I got a call over the weekend from my good friend Lenny Pogensky, who wanted to know if the rumors he was hearing about ”happenings” in the school district were true. He was referring to what some might term, the forced resignation of school district superintendent, Mary Lagnado based on the split decision of the seven-member board of education, (4-3), at a special meeting on Tuesday, March 21, 2017, with those in the majority being Trustees Brown, Cadet, Campbell and Quintanilla.
Pogensky is one of those longstanding residents of the community, who, along with former educators Albert Handy, Dr. Rudolph (Rudy) and Francis Clark, Dr. Wendell Clement, Drs. Robert and Irene (Betty) Hilton, Rev. Bruce Dean, Al Campbell and firebrand activists like Mannie and Anne Sweat, Harold and Tracy Neil, Diane Van Nooten, Mildred and Kenneth Little, Alpine Brown et al, would hold board members’ feet to the fire, and put them on notice that fairness and transparency were expected from their actions, with the best interest of the community and the education of our children being the primary focus. Of course, at times there were stark differences as to how they went about taking on certain issues, and how they were prioritized, but the community was never kept in the dark about what was being pursued, and there was always an effort to rally people to get involved.
A significant case in point involves Dr. Robert Pinckney who was hired as superintendent for the district in the summer of 1993, but was suspended without pay in February 1996, based on a number of charges including insubordination and incompetence. Dr. Pinckney did not take it lightly, nor did members of the community, and both entities took action, Pinckney via the court system and members of the community through the Westbury Task Force, that was formed specifically to deal with this matter, and which was spearheaded by Dr. Rudy Clark and Diane Van Nooten. Task force members wrote letters to elected officials, the State Education Department, the Board of Regents etc., and organized trips to Albany.
The court eventually ruled in Dr. Pinckney’s favor, and when Robert Troiano Jr. assumed the presidency of the board in 1996, having won the May elections, the decision was made to settle the matter by bringing back Pinckney on board, but elected not to renew his contract which expired in 1999.

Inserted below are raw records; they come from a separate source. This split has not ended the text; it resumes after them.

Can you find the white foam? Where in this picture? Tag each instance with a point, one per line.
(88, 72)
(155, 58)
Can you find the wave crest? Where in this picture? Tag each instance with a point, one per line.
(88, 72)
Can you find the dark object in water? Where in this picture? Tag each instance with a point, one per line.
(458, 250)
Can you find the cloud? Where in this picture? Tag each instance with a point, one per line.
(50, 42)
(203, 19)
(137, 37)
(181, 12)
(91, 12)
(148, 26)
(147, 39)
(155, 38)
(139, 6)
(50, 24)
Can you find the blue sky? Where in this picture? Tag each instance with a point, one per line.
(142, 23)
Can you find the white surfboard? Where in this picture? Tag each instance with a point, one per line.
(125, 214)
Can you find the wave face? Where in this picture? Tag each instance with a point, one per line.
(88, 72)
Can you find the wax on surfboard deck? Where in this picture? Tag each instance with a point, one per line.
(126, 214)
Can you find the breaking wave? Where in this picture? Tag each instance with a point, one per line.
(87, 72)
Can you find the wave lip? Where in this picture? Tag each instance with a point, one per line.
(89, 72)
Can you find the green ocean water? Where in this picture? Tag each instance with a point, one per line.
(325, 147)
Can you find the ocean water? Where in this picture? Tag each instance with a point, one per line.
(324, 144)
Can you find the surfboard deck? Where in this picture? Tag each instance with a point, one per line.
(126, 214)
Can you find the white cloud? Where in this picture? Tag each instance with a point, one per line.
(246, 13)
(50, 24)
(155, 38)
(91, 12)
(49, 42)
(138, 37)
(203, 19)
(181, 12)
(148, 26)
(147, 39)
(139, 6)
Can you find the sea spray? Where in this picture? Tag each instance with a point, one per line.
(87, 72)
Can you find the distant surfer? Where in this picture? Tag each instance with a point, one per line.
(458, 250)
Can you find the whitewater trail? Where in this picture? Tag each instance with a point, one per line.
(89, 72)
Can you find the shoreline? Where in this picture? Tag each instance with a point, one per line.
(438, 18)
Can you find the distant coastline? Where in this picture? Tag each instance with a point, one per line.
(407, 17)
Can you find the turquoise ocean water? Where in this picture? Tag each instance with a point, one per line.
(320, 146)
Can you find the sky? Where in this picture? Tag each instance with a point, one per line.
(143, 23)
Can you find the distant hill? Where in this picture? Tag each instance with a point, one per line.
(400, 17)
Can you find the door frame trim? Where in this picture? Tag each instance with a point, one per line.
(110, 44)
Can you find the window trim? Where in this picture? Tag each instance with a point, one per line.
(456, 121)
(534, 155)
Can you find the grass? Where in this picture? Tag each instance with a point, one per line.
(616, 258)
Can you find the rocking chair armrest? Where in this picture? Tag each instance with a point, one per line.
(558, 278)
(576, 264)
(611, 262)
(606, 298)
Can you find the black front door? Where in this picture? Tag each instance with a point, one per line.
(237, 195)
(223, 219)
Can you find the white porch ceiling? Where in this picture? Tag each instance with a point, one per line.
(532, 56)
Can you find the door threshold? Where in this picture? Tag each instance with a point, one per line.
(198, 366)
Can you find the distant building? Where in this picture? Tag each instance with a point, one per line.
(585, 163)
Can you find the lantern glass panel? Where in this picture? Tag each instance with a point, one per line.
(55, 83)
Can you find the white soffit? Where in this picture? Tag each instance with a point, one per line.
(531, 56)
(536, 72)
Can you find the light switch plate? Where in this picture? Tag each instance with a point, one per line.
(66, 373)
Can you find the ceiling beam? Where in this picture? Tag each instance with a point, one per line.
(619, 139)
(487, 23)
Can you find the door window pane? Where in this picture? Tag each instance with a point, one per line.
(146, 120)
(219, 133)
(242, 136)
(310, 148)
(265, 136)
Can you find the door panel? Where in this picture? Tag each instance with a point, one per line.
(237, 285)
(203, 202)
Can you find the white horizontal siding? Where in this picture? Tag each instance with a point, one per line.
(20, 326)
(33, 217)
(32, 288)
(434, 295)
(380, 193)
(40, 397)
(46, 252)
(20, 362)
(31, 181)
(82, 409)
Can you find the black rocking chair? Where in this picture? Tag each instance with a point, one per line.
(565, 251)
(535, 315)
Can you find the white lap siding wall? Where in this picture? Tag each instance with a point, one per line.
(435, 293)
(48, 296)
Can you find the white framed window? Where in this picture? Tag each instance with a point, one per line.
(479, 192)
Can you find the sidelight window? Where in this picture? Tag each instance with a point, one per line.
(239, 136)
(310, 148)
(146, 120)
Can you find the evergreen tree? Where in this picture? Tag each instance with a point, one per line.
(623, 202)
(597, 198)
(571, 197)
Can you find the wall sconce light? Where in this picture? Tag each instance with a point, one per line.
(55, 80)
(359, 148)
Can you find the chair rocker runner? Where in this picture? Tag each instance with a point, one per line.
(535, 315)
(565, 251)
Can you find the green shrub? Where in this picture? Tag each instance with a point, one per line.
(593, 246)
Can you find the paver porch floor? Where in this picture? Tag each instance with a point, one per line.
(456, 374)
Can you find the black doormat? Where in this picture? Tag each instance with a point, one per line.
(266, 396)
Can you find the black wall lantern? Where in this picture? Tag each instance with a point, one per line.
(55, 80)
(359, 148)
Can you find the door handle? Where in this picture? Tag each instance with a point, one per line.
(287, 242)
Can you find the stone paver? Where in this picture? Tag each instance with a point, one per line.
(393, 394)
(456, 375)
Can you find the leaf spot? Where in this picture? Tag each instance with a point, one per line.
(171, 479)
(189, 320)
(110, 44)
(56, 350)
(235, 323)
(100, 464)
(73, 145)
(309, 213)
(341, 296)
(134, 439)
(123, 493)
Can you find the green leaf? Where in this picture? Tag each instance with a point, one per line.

All the above may be characterized by some people as ancient history for another place and time, but the point I’m trying to make is that this community has always demanded transparency and accountability from its elected officials, and has always supported actions that are taken which are in the best interest of the citizenry. Recent cases in point are the push back by the community against The Westbury Bristal Assisted Living Facility protesting its application for extension of the PILOT agreement for another 10 years, and the sustained protest against the OTB Corporation’s plan to construct video gambling parlors at the old Fortunoff site on Old Country Road.
I’m fully aware that legal restrictions regarding personnel matters and termination or discharge clauses in an individual’s contract preclude board members from discussing certain matters in a public forum. So I know that the board may be well within its rights in taking this action, and the manner in which it was done. I also know how vague and nuanced aspects of such clauses can be; e.g., “Actions that are detrimental to the best interest of the school district “, and the wide latitude that it allows for interpretation. Of course, I do not know if this was a factor in Dr. Lagnado’s case because no one is saying, but what I find particularly troubling is that three of the seven board members, by their own admission, where in the dark as to what precipitated such swift and drastic action, and were just as dismayed as the public in general.
I would understand if questions about the superintendent’s performance were constantly being raised and discussed at board meetings, as was the case with Dr. Pinckney when he was given a second chance by the Troiano regime, and that there were clear indications that she was not up to the job; even so, how urgent was it to get rid of her without delay, with one year left on her contract, and with crucial issues in the pipeline including the upcoming audit, and consideration for a bond referendum. There may have been discussions along this line in executive sessions which the public is not privy to, but again, according to the other three board members, they were not aware of this.
This clearly underscores how deeply factionalized the board is, and raises serious questions as to exactly what these 4 board members knew that was so top secret that they couldn’t share with their colleagues. What could be so above the intelligence level of the general public, that they could not give even a hint that they had to take such drastic, and immediate action to the tune of over $750,000 of our tax dollars supposedly to save the district from dire consequences? What could be so urgent that this action had to be taken a few weeks before we approach the public to approve a budget of well over a hundred million dollars?
These are open questions that the four board members hopefully have the answers to, so I will not jump to conclusion by deeming their action reckless or self-serving. An anxious community waits.